How does alignment work with pointers to zero-sized arrays?

Question

I was investigating some code I saw that deals with 0-size arrays. Specifically, they are used in the case of dynamically allocated size of a struct such as in https://gcc.gnu.org/onlinedocs/gcc/Zero-Length.html

Specifically, this is the code in Callgrind:

struct _EventGroup {
    int size;
    const char* name[0];
};

I was playing around with this, using gcc 4.1.2 on a 64-bit Red Hat, and noticed that the sizeof function returns a size of 8 bytes for the entire struct _EventGroup when the name field is a pointer. Now if I change it to:

struct _EventGroup {
    int size;
    const char name[0];
};

I get 4 bytes because gcc identifies the 0-size array as taking up no space, and the int as taking up 4 bytes. That makes sense. If I then change it to:

struct _EventGroup {
    int size;
    const char* name;
};

sizeof returns 16 bytes because the char* takes up 8 bytes in a 64 bit system, and the int has to get padded to 8 bytes. This makes sense. Now, if I do one last change:

struct _EventGroup {
    const char* name[0];
};

I get 0 bytes because gcc is detecting my zero-size array. What I want clarified is what's happening in the first case I presented. How much space is gcc allocating for a pointer to a zero size array and why? I'm asking because this code seems designed to be efficient with memory allocation, however it would make sense that gcc either gives the pointer a size of 0 bytes if it detects it points to essentially nothing, or 8 bytes if it is being treated as a normal pointer. Alignment would dictate that I get either 4 bytes or 16 bytes with my original struct. Why am I getting 8 bytes?

Answer 1

Gcc is adding the right amount of padding such that if you actually allocate extra space for the array, the pointer &(eventGroup->name) will be properly aligned.

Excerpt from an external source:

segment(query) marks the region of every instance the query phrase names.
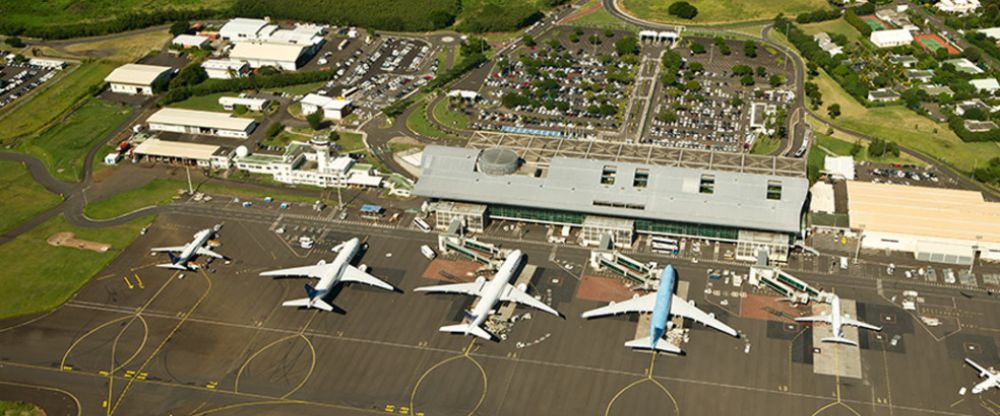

It seems you're on a platform that has 4-byte ints and 8-byte pointers, so this means you have:

bytes 0-3   -- the int
bytes 4-7   -- padding
bytes 8-15  -- where the first (char *) would be stored, 8-byte aligned

Since it's actually an array of zero size, you don't actually have that first char *, but you do have the padding. Hence, the struct has size 8.

In your second example, there is no alignment requirement for a one-byte char, so you have:

bytes 0-3   -- the int
byte  4     -- where the first (char) would be stored, "1-byte aligned"

Again, no actual char in the struct, so it has size 4.